EvGen: A Shared Vision for the Future


Well, people have to put
aside a little bit what we have been doing for the
last many years and really be able to imagine a new
future that will be better for everyone. Where patients will really
benefit from the sharing of their information,
where physicians will get feedback immediately about
their patient and how they fit into other experience
and then where all of that information can be
combined to improve health. I am excited that we are
seeing momentum to build on the steps that have
already happened. But simultaneously, I
want to bring into the discussion a real
acknowledgment that rigorous evidence
isn’t easy to get. And if one has large
observational data sets, in fact, if you don’t know
exactly all the confounds, you can get the
wrong answer also. So we need rigor, we need
attention to detail and we need attention
to data quality. And some of the time we
are still going to need randomization which is
a very good method of reducing confounds
and bias. I think it is bringing
together the stakeholders, the leaders of government
agencies, manufacturers, physicians, patients,
etc. to really rationalize the way we use data to
improve the effectiveness and safety of medical
products and healthcare delivery in general. This type of research that
we are really focused on with EvGen, it will solve
many problems, but first and foremost for me it
will begin to solve what to do for the individual
patient, is best for them. What I find most exciting
about EvGen is its timeliness. It is we are at this
moment where there is so much data being created
and the idea that we start planning now on how we
can leverage it is just terrific. I find the concept of
potentially bridging many projects that are already
ongoing that have the ability to one, enhance
clinical trials, two optimize evidence that
will allow us to have information to provide
better services not only for healthcare systems,
but patients at large. What I hope we see in five
years is large healthcare systems coming together to
share information for the common good. That is what our patients
want and healthcare systems need to get
beyond both the technical barriers, but also some of
their traditional cultural barriers about
sharing information. How do I envision
the medical evidence generation landscape
in five or ten years? I think the first thing
is that at the point of clinical care, the care of
this person is informed by all of the people who had
similar characteristics who came before her and
her care is reinvested in the overall
system of care. That is what EvGen
is all about. The whole landscape for
this is moving very, very fast.
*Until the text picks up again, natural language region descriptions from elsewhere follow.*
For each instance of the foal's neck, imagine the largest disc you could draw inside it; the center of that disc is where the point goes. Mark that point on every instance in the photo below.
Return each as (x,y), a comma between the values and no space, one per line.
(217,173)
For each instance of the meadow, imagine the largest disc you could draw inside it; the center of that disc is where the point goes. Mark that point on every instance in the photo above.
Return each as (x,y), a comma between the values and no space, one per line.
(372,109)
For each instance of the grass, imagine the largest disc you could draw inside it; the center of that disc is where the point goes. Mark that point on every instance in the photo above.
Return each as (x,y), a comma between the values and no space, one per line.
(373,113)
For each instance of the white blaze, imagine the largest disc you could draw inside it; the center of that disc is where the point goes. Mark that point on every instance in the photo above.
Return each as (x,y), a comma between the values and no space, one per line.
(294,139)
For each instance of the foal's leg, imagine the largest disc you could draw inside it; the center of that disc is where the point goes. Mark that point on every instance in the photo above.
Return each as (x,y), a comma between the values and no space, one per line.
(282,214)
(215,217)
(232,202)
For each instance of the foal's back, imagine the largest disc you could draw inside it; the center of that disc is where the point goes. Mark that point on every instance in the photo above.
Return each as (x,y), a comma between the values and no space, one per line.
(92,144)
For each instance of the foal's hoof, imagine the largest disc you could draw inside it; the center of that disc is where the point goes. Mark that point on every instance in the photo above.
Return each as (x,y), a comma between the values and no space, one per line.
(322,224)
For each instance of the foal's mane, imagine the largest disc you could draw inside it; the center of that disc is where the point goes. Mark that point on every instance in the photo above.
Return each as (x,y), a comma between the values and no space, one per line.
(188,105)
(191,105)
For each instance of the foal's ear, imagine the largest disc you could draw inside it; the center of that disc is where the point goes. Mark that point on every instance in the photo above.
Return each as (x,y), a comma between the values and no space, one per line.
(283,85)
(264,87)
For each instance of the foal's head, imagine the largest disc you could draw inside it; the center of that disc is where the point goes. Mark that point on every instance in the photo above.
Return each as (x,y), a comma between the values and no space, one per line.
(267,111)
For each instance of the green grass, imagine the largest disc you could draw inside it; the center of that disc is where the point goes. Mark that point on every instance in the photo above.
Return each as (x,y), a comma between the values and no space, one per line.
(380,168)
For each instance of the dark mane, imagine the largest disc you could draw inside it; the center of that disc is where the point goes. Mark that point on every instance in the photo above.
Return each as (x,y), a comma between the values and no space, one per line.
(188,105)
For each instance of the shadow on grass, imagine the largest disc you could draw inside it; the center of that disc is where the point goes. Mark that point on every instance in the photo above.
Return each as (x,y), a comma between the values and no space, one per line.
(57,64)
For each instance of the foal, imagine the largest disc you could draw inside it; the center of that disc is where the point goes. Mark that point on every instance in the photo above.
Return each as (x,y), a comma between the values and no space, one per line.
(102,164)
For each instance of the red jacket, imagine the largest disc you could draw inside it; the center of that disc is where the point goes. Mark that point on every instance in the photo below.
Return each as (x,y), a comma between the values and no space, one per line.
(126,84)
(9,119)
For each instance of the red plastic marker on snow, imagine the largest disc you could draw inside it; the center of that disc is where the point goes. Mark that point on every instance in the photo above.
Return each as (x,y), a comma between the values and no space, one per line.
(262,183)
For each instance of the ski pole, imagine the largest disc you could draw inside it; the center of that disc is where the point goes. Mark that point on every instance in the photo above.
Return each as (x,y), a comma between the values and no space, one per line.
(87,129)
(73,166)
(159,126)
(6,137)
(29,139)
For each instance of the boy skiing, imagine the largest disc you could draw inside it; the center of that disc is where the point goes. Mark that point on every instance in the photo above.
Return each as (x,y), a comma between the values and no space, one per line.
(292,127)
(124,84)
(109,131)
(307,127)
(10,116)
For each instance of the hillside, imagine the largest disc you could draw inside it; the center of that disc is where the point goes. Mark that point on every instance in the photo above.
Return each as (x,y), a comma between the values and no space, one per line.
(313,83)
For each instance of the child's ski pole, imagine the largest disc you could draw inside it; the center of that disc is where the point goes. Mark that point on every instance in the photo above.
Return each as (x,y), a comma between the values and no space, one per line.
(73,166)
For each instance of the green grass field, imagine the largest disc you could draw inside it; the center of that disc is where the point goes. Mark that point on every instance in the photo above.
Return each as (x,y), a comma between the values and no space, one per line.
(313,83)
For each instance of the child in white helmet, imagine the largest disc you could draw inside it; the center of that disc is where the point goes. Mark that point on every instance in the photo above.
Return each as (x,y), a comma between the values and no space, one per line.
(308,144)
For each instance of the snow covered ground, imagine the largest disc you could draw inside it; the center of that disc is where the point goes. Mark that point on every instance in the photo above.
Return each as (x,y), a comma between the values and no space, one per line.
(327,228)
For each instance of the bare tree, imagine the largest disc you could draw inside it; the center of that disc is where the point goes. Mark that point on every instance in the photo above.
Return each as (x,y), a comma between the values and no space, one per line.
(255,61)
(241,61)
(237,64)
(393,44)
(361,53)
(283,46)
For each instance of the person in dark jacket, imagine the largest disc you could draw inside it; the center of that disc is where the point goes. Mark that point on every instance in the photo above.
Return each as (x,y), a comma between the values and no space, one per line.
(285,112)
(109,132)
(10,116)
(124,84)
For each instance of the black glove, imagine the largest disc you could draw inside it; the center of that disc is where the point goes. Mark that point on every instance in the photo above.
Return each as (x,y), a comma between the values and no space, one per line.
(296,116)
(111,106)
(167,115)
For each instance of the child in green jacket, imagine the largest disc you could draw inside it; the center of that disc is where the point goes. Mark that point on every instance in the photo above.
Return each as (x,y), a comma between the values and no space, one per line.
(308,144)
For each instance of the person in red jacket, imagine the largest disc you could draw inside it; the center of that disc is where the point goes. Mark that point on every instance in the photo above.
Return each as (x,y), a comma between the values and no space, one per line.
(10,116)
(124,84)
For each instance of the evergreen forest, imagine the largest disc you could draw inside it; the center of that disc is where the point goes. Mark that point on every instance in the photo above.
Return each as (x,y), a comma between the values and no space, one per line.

And so I don’t know where
it is going to be in five years. But one thing is for sure,
there is going to be much more data, there is
going to be much more accessibility of the data. And if we don’t get things
like the interoperability right and the patient
centricity of this right, we are going to miss
an opportunity to do something very profound
to change the ability to treat patients for the
next 10, 20, 30 years. In order for
EvGen to rapidly advance, collaboration from
multiple stakeholders focused around what
patients need is most important. For the future of EvGen,
first we have to be honest in recognizing that there
isn’t a dichotomy between the research setting and
clinical practice setting. It is a continuum. And we have to get our
systems ready for that so that we can also learn
from what happens in the clinical practice setting. It’s a critical time right
now to move EvGen forward. Many people have the same
idea, they would like to see this happen. For it to happen, though,
we need to understand the business motivations. What is it that is keeping
people from sharing data, why is it that clinicians
don’t have enough time in the clinic to get consent
and to operate in a way that gives us answers to
critical questions for patients. And what can we do to give
patients confidence that the system will work in
their behalf and that their data will be
treated with respect and confidentiality.